For a more graceful transition, I have written a script you can use for deploying and another one for modifying environment variables.
Sunset deployment script #
You can store this bash script as ./deploy-prod.sh
at the root of your project.
It emulates how Shipnix deploys, and we have added some git safe-guards to ensure you know that this script only deploys what exists on your remote repository (Github etc).
Make sure to modify the three variables on top with the correct values:
#!/usr/bin/env bash
# The IP address on your server. Find it in your dashboard on Shipnix, or DigitalOcean
SERVER_IP_ADDRESS=your.server.ip.address
# Identical to your server name om Shipnix
NIXOS_CONFIGURATION_NAME=your-shipnix-server-name
# Use origin/master or origin/main, or a commit hash if you want to deploy a specific commit
GIT_TARGET=origin/main
# Check for any uncommitted or untracked changes
if ! git diff-index --quiet HEAD -- || git ls-files --others --exclude-standard | grep -q .; then
echo "Uncommitted or untracked changes detected."

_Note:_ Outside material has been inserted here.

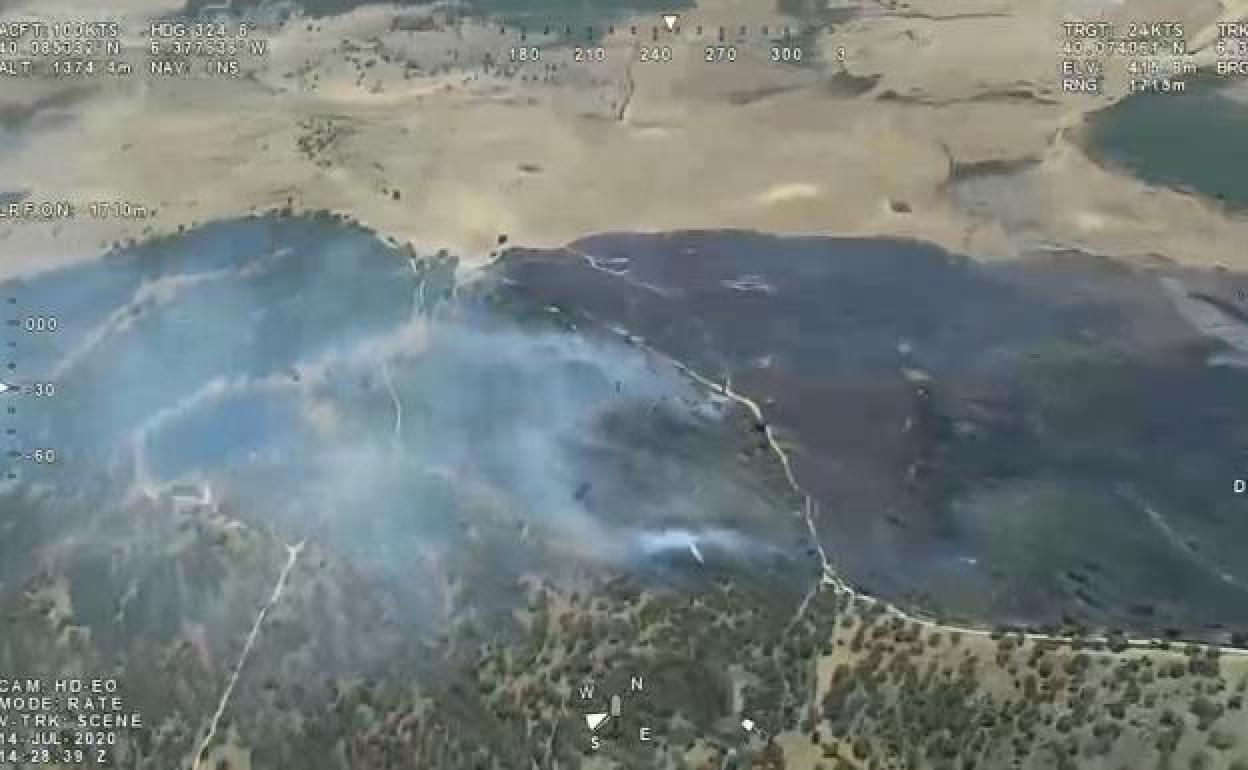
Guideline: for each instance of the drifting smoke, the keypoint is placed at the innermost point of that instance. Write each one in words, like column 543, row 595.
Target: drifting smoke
column 303, row 388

echo "These changes will not be deployed if you proceed."
read -p "Are you sure you want to deploy? (y/n) " -n 1 -r
echo
if [[ ! $REPLY =~ ^[Yy]$ ]]
then
echo "Deployment aborted."
exit 1
fi
fi
# Fetch latest changes from the remote
git fetch
# Check if there are local commits not pushed to GIT_TARGET
LOCAL_COMMIT=$(git rev-parse HEAD)
REMOTE_COMMIT=$(git rev-parse "${GIT_TARGET}")
if [ "$LOCAL_COMMIT" != "$REMOTE_COMMIT" ]; then
echo "Local commits not pushed to ${GIT_TARGET}."
echo "These changes will not be deployed if you proceed."
read -p "Are you sure you want to deploy? (y/n) " -n 1 -r
echo
if [[ ! $REPLY =~ ^[Yy]$ ]]
then
echo "Deployment aborted."
exit 1
fi
else
echo "Local branch is aligned with ${GIT_TARGET}. Proceeding with deployment."
fi
echo "Deploying to ${SERVER_IP_ADDRESS} with configuration ${NIXOS_CONFIGURATION_NAME} and git target ${GIT_TARGET}"
# The deployment script
ssh ship@${SERVER_IP_ADDRESS} bash << EOF
#!/usr/bin/env bash
set -euo pipefail
log_error() {
echo -e "\033[0;31mError: \$1\033[0m" 1>&2
}
trap 'log_error "Deployment failed with status \$?"' ERR
cd /home/ship/server
git fetch --all
git reset --hard ${GIT_TARGET}
git checkout -f ${GIT_TARGET} --detach
/home/ship/server/nixos/scripts/before-rebuild
set -o allexport
source /etc/shipnix/.env
set +o allexport
sudo nixos-rebuild switch --flake /home/ship/server --impure
/home/ship/server/nixos/scripts/after-rebuild
EOF
Sunset script for managing environment variables #
For managing your server secrets, you can use this little script and for example name it ./prod-env
in your project root:
#!/usr/bin/env bash
set -euxo pipefail
SERVER_SERVER_IP_ADDRESS=your.server.ip.address
ssh -t ship@${SERVER_IP_ADDRESS} 'nano /etc/shipnix/.env'
If you have vim installed on your server, you can replace nano
with vim
.
Remember that you will need to redeploy your server after changing your environment variables.
Migration options #
IHP users might consider using migrating to deploy-to-nixos, which is a built-in solution in IHP for deploying your applications. It works similarly to Shipnix but using nixos-rebuild
directly from your local machine. It's all done from your command line, and maintained by IHP.
If you want to migrate, you might want to follow the instructions in the docs by from scratch, for example by creating an EC2 instance on AWS, and migrating your database when it's up and running, then switching over your domain records.